Crystal Palace Football Club and Seattle-area open-source software platform Temporal are partnering on a front-of-shirt sponsorship deal. (Crystal Palace Image)
A Seattle-area developer tools startup is doing something that no amount of banner ads or conference booths could: it’s putting its name on the chest of an English Premier League football club.
It’s a marriage between a 7-year-old startup — whose customers include OpenAI, Netflix, and JPMorgan — and a South London soccer team with 164 years of history.

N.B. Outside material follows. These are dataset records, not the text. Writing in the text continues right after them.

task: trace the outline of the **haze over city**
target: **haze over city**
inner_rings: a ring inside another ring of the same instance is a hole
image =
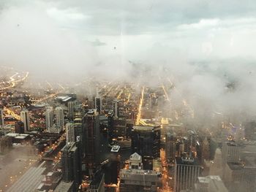
[[[254,191],[255,10],[253,0],[0,0],[0,164],[21,172],[0,191],[39,172],[51,187],[31,180],[30,191],[198,191],[203,177],[208,190]],[[68,148],[79,151],[70,167]],[[134,167],[161,178],[133,188]]]

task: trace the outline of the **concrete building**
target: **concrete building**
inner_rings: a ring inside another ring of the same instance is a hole
[[[210,165],[209,173],[211,175],[219,175],[222,177],[223,175],[223,166],[222,166],[222,151],[219,148],[217,148],[215,151],[215,155],[214,161],[212,161]]]
[[[12,139],[11,137],[4,136],[0,137],[0,153],[4,153],[12,147]]]
[[[15,124],[15,134],[24,134],[24,123],[21,121],[17,121]]]
[[[162,174],[151,170],[120,169],[120,192],[157,191],[162,187]]]
[[[132,152],[143,156],[160,157],[160,126],[133,126],[132,129]]]
[[[97,172],[93,177],[92,181],[87,192],[105,192],[105,174],[102,170]]]
[[[4,127],[4,109],[0,108],[0,128]]]
[[[95,96],[95,109],[99,114],[102,113],[102,98],[100,96]]]
[[[83,118],[86,156],[87,166],[91,169],[99,164],[99,118],[96,110],[90,110]]]
[[[60,131],[62,131],[64,126],[63,109],[61,107],[56,107],[55,110],[56,114],[57,127],[60,129]]]
[[[68,111],[67,116],[71,120],[72,120],[74,118],[75,105],[75,101],[69,101],[67,103],[67,111]]]
[[[50,133],[50,128],[53,126],[53,109],[47,109],[45,111],[45,127]]]
[[[74,123],[68,123],[65,127],[67,143],[75,142]]]
[[[61,181],[56,189],[54,192],[73,192],[74,182],[64,182]]]
[[[200,175],[201,166],[191,157],[176,157],[174,168],[174,191],[192,190]]]
[[[174,161],[176,154],[176,134],[167,131],[165,135],[165,153],[168,161]]]
[[[74,182],[74,190],[77,191],[82,181],[81,161],[78,143],[70,142],[61,150],[62,180]]]
[[[129,156],[129,169],[143,169],[141,156],[137,153]]]
[[[29,111],[27,110],[23,109],[20,112],[20,118],[21,118],[21,121],[24,124],[25,132],[30,131],[30,118],[29,118]]]
[[[219,175],[198,177],[195,192],[228,192]]]
[[[113,101],[113,111],[116,118],[119,116],[119,101],[118,100]]]
[[[235,142],[226,142],[222,145],[222,162],[238,163],[241,147]]]

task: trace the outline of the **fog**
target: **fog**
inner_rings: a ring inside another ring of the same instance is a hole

“Our mission has always been to put Temporal in the hands of every developer building the next generation of software, and the conventional playbook for getting there only reaches so many of them,” Temporal co-founder and CEO Samar Abbas wrote in a LinkedIn post announcing the deal. “Millions of developers around the world still haven’t had a reason to find us. A partnership with one of the most watched leagues and beloved teams on the planet changes that math.”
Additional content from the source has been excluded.